Aussie budget backs small businesses
THE Australian government yesterday unveiled a budget it said would support small businesses and promote jobs growth as it sought to stimulate a flagging economy hit by slumping commodity prices.
The budget shifted away from a focus on reining in a huge deficit after harsh cuts to welfare, education and health sparked a voter backlash last year and triggered a challenge to Prime Minister Tony Abbott’s leadership.
Instead, the government will roll out a A$5.5 billion (US$4.4 billion) small business package, mostly tax cuts, to stimulate investment, as well as a A$4.4 billion boost to funding for family-focused policies such as childcare.
“In this budget, whilst we are continuing with a credible path of fiscal consolidation of around half a percent of GDP per year, we are mindful that we continue to deal with some headwinds, but we are coming through the most difficult days,” Treasurer Joe Hockey said.
“The Australian economy is going to grow faster. The deficit is coming down.”
The budget papers showed that forecast tax receipts had been cut by A$52 billion over the four years to 2017-18, driven by an almost 50 percent fall in the price of iron ore, Australia’s biggest export, and weak wages growth.

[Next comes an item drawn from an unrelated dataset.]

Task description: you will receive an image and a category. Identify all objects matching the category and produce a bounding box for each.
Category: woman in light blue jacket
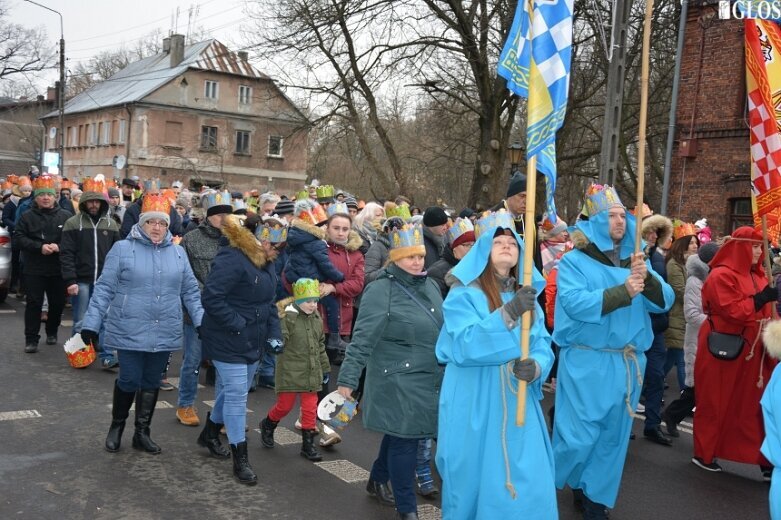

But Hockey said despite the hit to revenue, the budget deficit was expected to come in at A$35.1 billion, or 2.1 percent of GDP, in 2015-16, below analysts’ hopes of above A$40 billion.
The government also continued to forecast a return to surplus by 2019-20.
Australia has struggled to rebalance away from a dependence on mining as an unprecedented resources investment boom helped the economy avoid a recession for more than two decades.
Unemployment has edged up over the past year, peaking at an 11-year high of 6.3 percent in January. Consumer and business confidence were soft on economic concerns.
The central bank has tried to lift growth by cutting interest rates to a new record low of 2 percent at its last meeting.
The government forecast the jobless rate could rise to 6.5 percent in 2015-16 before falling to 6.25 percent the following year.